I have split this into 3 blog posts for the sake of your sanity. Here’s the first: party games!
One Night Ultimate Werewolf
Every time I introduce this game to new people, I find that it surprises me in different ways. We mess with the roles a lot, we find new ways to lie, we find new tactics to catch people out. This time around, we saw an incredible move from the werewolves claiming masons in a game where there were already two masons, causing much chaos, and an incredibly well played robber into werewolf that no-one saw coming. I can’t wait for the expansion.
If I’m going to be critical, I don’t find this game worth playing with less than 5 people, and 5 is a bit of a push. That said, if you’ve got 5 people or less, play Coup instead.
2 Rooms and a Boom
Much like One Night Ultimate Werewolf, I wasn’t sure how 2 Rooms would ever work, but everyone has been saying it is incredible, so I was really looking forward to giving it a go. The first thing I have to note is that the quality of the cards definitely made a difference here - if you’re using the print and play versions, print them as nicely as you can, put them in deck protectors, and whack a card behind them if you need to, just to make them a robust object. Make the cards feel precious and the rest of the game will follow. That said, this game boasts a whole new set of tactics that I’ve never used before in gaming: sneaking around behind people as they whisper to each other, publicly reviewing your card, carefully wording questions to avoid giving things away - all kinds of comedy is possible here. Any bad game experience can usually be fixed by adding the right roles from what I’ve seen, so an attentive games master (of sorts - they can take part, so it’s not a rough job) will probably help with the smooth running of the game.
I’ve heard people say that if you play this enough it becomes a guessing game quite quickly - all the reds end up in one room, and all the blues in the other, and it’s just about shuffling the bomber and president from room to room - but after 5 or 6 games we definitely weren’t anywhere near that point, so it’s absolutely worth printing up and having a go on. The hard bit is finding 15 friends - I think it needs around that number. I assume with more it would get even better.
Cash ‘n’ Guns
The recent re-release of Cash ‘n’ Guns has seen a fair bit of hype in the circles I follow, fitting that wonderful niche of quick, fun, simple party game, with the added bonus of foam guns.
This is a perfect case study in how important physical board game components are.

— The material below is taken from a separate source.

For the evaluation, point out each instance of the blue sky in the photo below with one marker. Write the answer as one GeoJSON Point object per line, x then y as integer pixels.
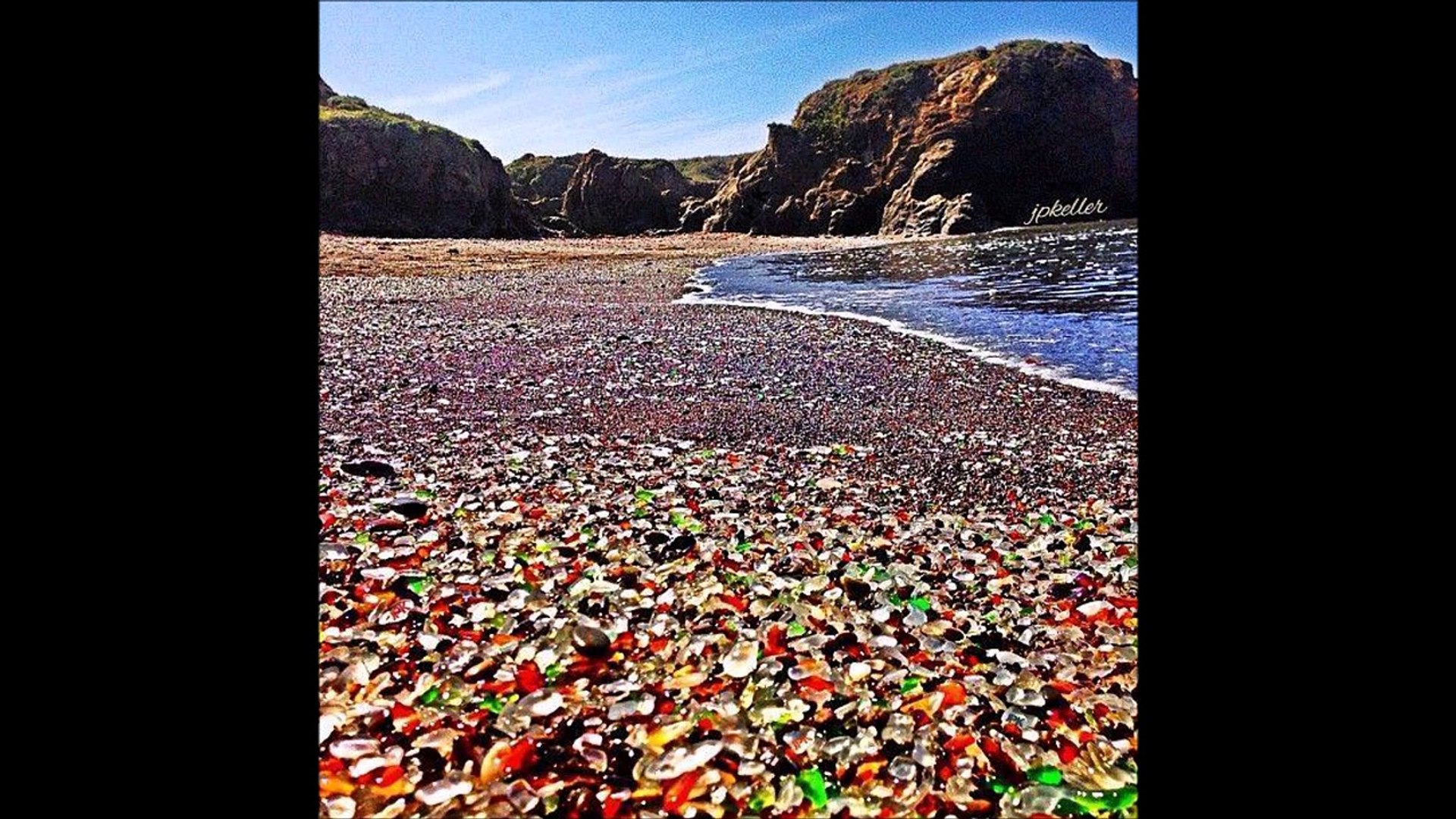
{"type": "Point", "coordinates": [664, 80]}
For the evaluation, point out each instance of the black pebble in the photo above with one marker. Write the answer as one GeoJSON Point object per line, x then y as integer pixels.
{"type": "Point", "coordinates": [410, 507]}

Hand each player a foam gun and, if your friends are anything like mine, you’ll get at least 20 minutes of fun before you even get on to explaining the rules. When you do get around to it, they’re simple, allow for a bit of tactics, and don’t drag on too long. You can’t ask for much more out of a party game. Sure, Cash ‘n’ Guns lacks the complex tactics of some games, but that’s not what it’s for. People who find social interaction games like Werewolf hard work, or just don’t have the brain power for that right this second, will probably still enjoy a round of this. I’m not sure that it has heaps of replay value, but it’s quick enough that I’ll never turn my nose up at it if people fancy a quick round.